SINGAPORE – Ten family service centres will offer specialised services pooling support schemes that address issues related to marriage, finances and parenting in a bid to strengthen families.
Launched on Tuesday (Nov 9), the Strengthening Families Programme @ Family Service Centre (FAM @ FSC) programme brings together existing marriage and divorce support services, and introduces a new family counselling service for relationship issues.
FAM @ FSCs will bring together professionals trained in family counselling, financial counselling and psychology, who will work closely with the family service centres and social service offices to address complex cases.
Speaking at the launch of the programme, Minister of State for Social and Family Development Sun Xueling noted the importance of improving the resilience of families in the light of issues brought on by the Covid-19 pandemic.
“It is not uncommon for families to face challenges and conflicts in their relationships. But relationships do not break down overnight. We can and must start early to mend the cracks and fissures in relationships as soon as they begin to surface, rather than allow them to fester and snowball.”
Ms Sun said the National Care Hotline has received about 50,000 calls since it was set up in April last year.
Meanwhile, the National Anti-Violence Helpline, which began operating in January, has received more than 5,300 calls.
Ms Sun said first responders on the helplines triage the calls and refer those who need case management services such as counselling to relevant centres like the FAM @ FSCs.
Eventually, the 10 FAM @ FSCs will offer services to 4,000 families.
Four FAM @ FSCs – by AMKFSC Community Services, Care Corner Singapore, Fei Yue Community Services and Thye Hua Kwan Moral Charities – began operations in October, while another centre by Montfort Care is expected to be launched next month.
Five more centres are expected to be set up by the end of next year.
The programme offers timely help to individuals like Ms Harizah Ghani, 28, who was referred to counselling services during her divorce.
A year after her marriage in 2016, Ms Harizah separated from her husband after she faced mental and physical abuse.

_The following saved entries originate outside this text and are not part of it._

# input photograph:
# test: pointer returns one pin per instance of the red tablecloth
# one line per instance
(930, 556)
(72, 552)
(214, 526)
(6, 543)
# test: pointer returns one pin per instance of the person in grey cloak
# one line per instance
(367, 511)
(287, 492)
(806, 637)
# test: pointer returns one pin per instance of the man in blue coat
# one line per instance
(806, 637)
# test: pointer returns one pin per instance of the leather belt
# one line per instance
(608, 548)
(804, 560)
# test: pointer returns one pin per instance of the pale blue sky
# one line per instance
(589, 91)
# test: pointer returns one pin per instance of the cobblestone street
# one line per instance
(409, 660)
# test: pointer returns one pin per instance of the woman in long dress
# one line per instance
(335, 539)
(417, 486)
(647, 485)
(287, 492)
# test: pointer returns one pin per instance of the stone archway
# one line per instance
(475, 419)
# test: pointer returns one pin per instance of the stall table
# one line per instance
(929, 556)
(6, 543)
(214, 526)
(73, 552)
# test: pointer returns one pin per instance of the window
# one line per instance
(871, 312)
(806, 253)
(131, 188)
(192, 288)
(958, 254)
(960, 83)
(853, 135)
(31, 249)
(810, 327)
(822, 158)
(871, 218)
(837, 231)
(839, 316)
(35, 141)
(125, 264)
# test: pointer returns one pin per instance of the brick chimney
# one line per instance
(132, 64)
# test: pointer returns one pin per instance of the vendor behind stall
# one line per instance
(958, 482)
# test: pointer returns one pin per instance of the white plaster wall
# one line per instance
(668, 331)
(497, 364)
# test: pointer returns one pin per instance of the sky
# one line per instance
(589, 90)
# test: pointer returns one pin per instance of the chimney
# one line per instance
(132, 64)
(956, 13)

Her son was four months old then, and she had been unemployed after his birth.
After a legal process that dragged on for two years, Ms Harizah was granted a divorce in December 2019.
Although she received support from her family and found employment as a bank executive, the court processes and the responsibility of caring for her son affected her mental health.

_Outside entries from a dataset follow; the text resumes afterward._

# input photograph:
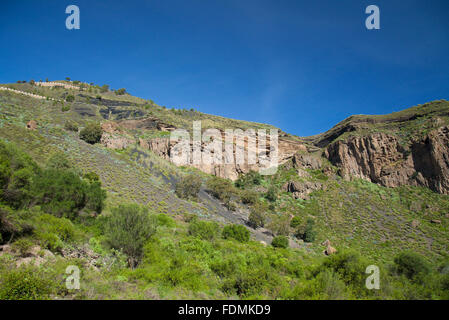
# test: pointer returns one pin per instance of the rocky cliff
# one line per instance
(381, 158)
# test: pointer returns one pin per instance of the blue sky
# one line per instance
(299, 65)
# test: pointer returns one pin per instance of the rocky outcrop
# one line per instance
(301, 190)
(380, 158)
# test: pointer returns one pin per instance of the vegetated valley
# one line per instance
(86, 181)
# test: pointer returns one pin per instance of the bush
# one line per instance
(237, 232)
(257, 216)
(295, 222)
(272, 194)
(128, 228)
(71, 126)
(220, 188)
(24, 284)
(91, 133)
(204, 230)
(23, 246)
(249, 197)
(61, 192)
(307, 232)
(17, 170)
(58, 161)
(280, 225)
(248, 180)
(189, 186)
(411, 264)
(280, 242)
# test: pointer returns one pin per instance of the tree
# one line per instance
(307, 232)
(280, 242)
(257, 216)
(189, 186)
(237, 232)
(411, 264)
(272, 194)
(91, 133)
(58, 161)
(128, 228)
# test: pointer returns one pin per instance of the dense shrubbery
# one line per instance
(280, 242)
(237, 232)
(91, 133)
(189, 186)
(58, 188)
(411, 264)
(128, 228)
(306, 232)
(24, 284)
(205, 230)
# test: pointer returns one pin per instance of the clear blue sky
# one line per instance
(300, 65)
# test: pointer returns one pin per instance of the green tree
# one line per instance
(128, 228)
(237, 232)
(91, 133)
(280, 242)
(411, 264)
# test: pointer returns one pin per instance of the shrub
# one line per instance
(23, 246)
(249, 197)
(280, 225)
(16, 174)
(257, 216)
(203, 229)
(91, 133)
(295, 222)
(128, 228)
(249, 179)
(307, 232)
(280, 242)
(349, 265)
(189, 186)
(220, 188)
(272, 194)
(71, 126)
(237, 232)
(58, 161)
(411, 264)
(24, 284)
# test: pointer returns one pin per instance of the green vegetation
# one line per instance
(237, 232)
(128, 228)
(189, 186)
(280, 242)
(148, 240)
(91, 133)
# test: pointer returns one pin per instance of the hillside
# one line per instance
(374, 186)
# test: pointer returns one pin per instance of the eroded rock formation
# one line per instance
(380, 158)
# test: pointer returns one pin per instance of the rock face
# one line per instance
(301, 190)
(380, 158)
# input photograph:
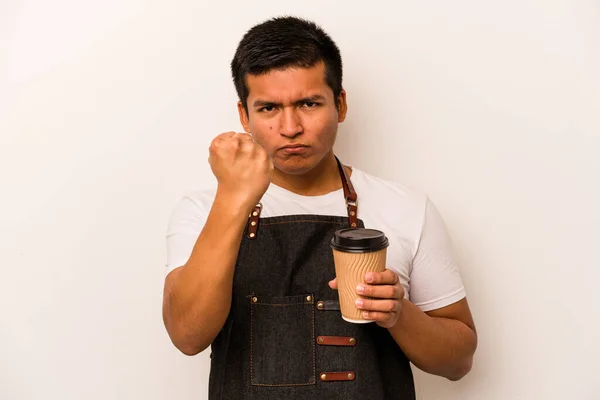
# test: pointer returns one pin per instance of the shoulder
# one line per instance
(192, 206)
(387, 195)
(392, 207)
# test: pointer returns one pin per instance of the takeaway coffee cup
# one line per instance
(356, 251)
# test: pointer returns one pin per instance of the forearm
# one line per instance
(199, 299)
(440, 346)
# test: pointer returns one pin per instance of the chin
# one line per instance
(295, 166)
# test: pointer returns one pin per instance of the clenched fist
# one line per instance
(242, 168)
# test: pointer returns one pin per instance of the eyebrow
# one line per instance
(264, 103)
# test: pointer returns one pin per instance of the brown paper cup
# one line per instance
(355, 252)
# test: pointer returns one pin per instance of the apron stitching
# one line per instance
(313, 344)
(295, 222)
(251, 323)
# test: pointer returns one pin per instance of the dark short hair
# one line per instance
(285, 42)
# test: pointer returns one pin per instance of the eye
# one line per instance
(267, 108)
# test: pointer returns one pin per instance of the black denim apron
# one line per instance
(284, 338)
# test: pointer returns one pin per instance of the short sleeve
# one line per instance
(435, 280)
(185, 224)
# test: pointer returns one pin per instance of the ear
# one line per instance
(244, 119)
(342, 106)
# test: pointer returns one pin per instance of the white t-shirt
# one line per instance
(420, 251)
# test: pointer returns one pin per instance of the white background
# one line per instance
(107, 109)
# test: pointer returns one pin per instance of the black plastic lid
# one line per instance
(359, 240)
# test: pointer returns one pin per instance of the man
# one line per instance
(259, 290)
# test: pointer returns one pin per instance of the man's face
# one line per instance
(292, 114)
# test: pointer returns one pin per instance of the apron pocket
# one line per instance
(282, 345)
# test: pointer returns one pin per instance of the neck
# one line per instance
(322, 179)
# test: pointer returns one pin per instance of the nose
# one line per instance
(291, 125)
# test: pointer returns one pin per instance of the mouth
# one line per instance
(294, 149)
(293, 146)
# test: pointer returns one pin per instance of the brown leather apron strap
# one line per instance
(349, 195)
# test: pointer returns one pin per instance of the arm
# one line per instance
(197, 296)
(441, 341)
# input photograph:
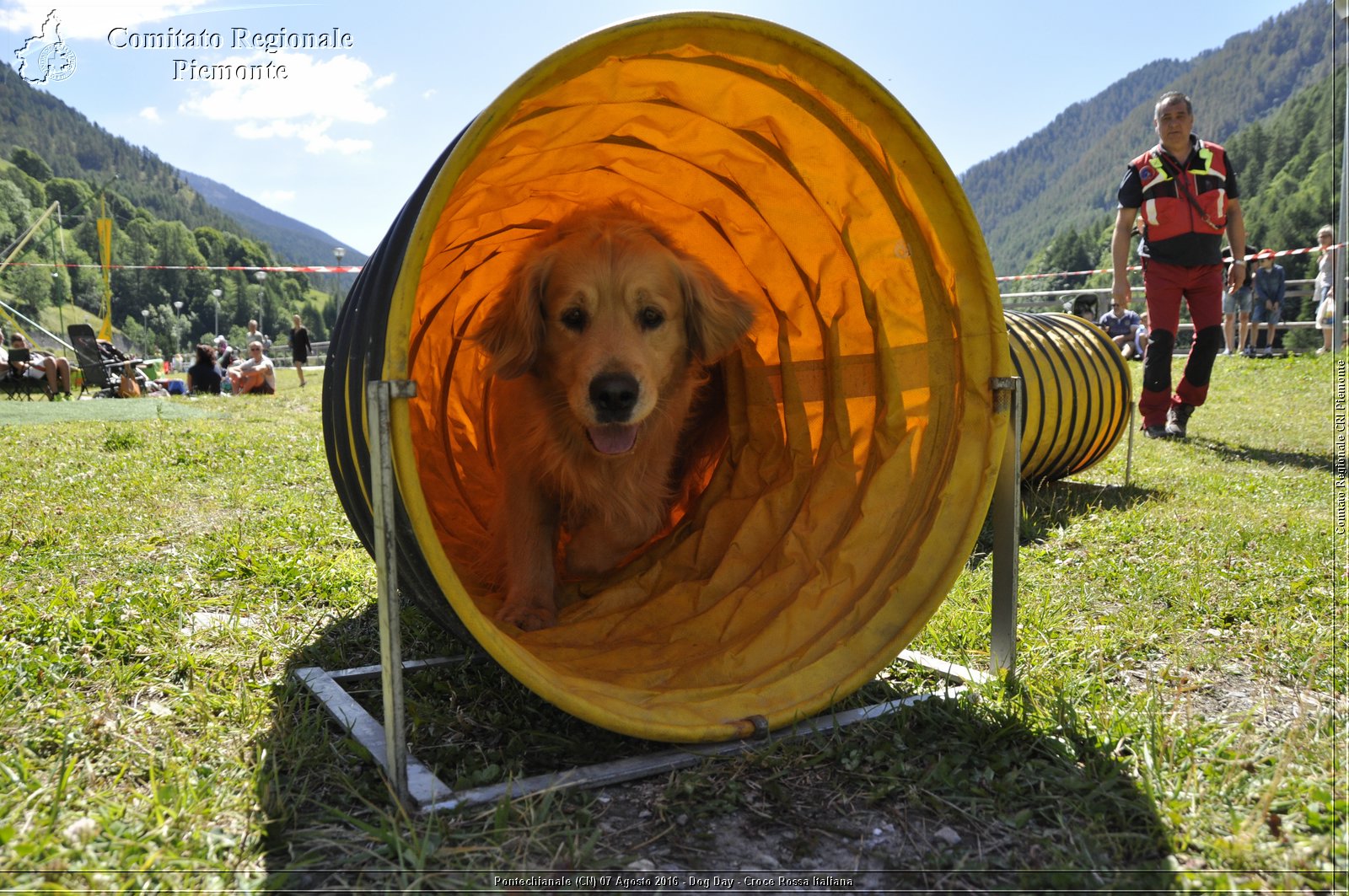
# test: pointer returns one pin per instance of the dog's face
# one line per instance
(607, 314)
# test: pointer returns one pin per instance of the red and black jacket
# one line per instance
(1182, 208)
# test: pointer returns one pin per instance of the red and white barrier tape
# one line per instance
(355, 269)
(1137, 267)
(277, 269)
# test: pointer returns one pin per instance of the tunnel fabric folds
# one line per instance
(863, 440)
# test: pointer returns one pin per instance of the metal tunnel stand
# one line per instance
(418, 788)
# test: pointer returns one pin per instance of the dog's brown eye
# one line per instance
(573, 319)
(652, 318)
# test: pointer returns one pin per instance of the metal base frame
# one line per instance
(418, 788)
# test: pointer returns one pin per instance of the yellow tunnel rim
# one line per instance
(629, 35)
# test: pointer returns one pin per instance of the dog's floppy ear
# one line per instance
(715, 318)
(513, 331)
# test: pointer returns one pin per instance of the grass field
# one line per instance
(1178, 727)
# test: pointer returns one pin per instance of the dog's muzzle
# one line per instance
(613, 397)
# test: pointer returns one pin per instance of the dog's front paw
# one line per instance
(528, 614)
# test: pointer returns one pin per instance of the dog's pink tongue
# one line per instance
(614, 439)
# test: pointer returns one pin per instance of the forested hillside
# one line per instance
(153, 251)
(1287, 189)
(1063, 179)
(76, 148)
(161, 219)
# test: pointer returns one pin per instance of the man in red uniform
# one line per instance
(1185, 190)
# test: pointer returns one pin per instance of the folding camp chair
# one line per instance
(99, 375)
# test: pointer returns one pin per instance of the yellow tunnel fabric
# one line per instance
(863, 439)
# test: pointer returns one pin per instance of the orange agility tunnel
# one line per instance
(865, 439)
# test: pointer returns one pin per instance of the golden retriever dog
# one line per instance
(600, 347)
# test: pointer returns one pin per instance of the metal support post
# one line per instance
(1007, 529)
(379, 395)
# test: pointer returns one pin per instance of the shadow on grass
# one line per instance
(1245, 453)
(1049, 507)
(937, 795)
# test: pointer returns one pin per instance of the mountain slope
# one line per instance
(78, 148)
(293, 240)
(1066, 174)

“With help from my counsellors, I gained motivation and confidence to take care of my son by myself and overcome the stigma of divorce I had been living with,” she said.
During peer support group sessions, Ms Harizah drew strength from the experiences of other divorced parents like herself.
“I saw myself in their struggles and found a space to seek help and also extend help to others who were still undergoing the divorce process. I would advise other divorced parents to seek help early so they can take on the next phase of their life,” she added.